Which current captain of the Canadian women’s ice hockey team, famously scored the winning goal in the gold medal matches at the 2010, 2014, and 2022 Winter Olympics, more than earning her nickname of Captain Clutch?
What British pioneer of electronic music is known for her uncredited work providing synthesiser soundtracks for the 1961 horror movie The Innocents and several early Bond films, and for developing a namesake technique of etching sound graphically onto strips of film?
Translating as “black fever” in Hindi, and also known as visceral leishmaniasis, what tropical disease carried by infected sandflies is second only to malaria as the deadliest parasitic disease in the world? In 2023, Bangladesh became the first country in the world to successfully eradicate the disease.
What American stand-up comic and actor, whose mother was one of the original seven cast members on Saturday Night Live, is possibly best known for her role as struggling comedy writer Ava on the acclaimed HBO Max series Hacks?
At the north-eastern extremity of the Great Glen, the city of Inverness stands at the point where the River Ness discharges into what small inlet (firth), which itself empties into the much larger Moray Firth?
Peter Molyneux used Lego bricks to build a physical gameplay prototype for what 1989 “god game”, which became one of the best-selling PC games of all time? The player takes the role of a god using divine interventions to protect their own followers while wiping out the followers of other gods.
What battle of 1578, in which Portugal’s king Sebastian I was defeated by the Saadi Sultanate of Morocco, is regarded by historians as the greatest disaster in Portuguese military history and the effective end of the country’s reign as Europe’s leading colonial superpower? The childless Sebastian disappeared without trace in the fray, causing a succession crisis that ended with Portugal’s absorption by Philip II’s Spanish kingdom, although legends continued to abound that the dashing young crusader would one day ride back to his country’s rescue.
One of the leading figures in the New York scene of performance art “happenings” in the early 1960s, which artist created the dramatic 1964 piece Meat Joy in which participants writhe around on the ground playing with raw meat?
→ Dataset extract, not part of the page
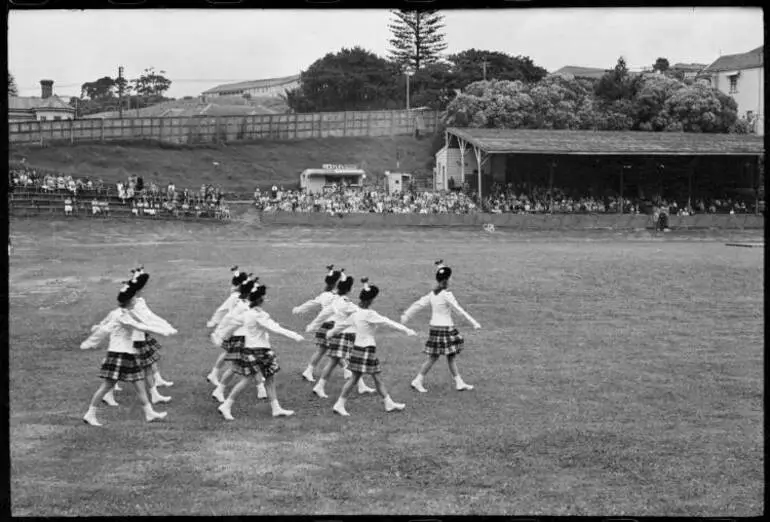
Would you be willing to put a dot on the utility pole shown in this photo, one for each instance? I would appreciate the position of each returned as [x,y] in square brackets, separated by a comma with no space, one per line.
[120,91]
By far the highest-grossing Russian film ever made is a 2023 live-action/animated movie based on what cartoon character, sometimes described as “the Soviet Mickey Mouse”, who was formerly the protagonist of a beloved series of stop-motion films by pioneering animation studio Soyuzmultfilm?
Round 5 — ANSWERS
Nonpareils
NewJeans
Portamento
Inge Lehmann
Lethwei
Stephen Decatur
Hide the Pain Harold
Modesty Blaze
Kilwa island
Vavilovian mimicry
Sam Selvon
Marie-Philip Poulin
Daphne Oram (the namesake technique was Oramics)
Kala-azar
Hannah Einbinder (daughter of Laraine Newman)
Beauly Firth
Populous
Battle of Alcácer Quibir
Carolee Schneeman
Cheburashka
And that’s your lot. Hope you had fun. Feel free to share your best gets and most annoying misses in the comments. I’ll see you in a week’s time, but for now I’ll leave you with a video that somehow makes me feel nostalgic despite coming from the year before I was born: Suggs introducing Echobelly on ‘Top of the Pops’.






Team Spicer:
R1 - 20 (we're very good at getting 100% on easy questions, less good at everything else)
R2 - 11
R3 - 3 (Hester Prynne, Goon Squad, and a lucky guess on Beloved. Very tough round)
R4 - 14
R5 - 1 (New Jeans/NJZ)
Total - 49
I can sum up my performance and feelings in four words: Hide The Pain Harold. (Which I didn't even get.)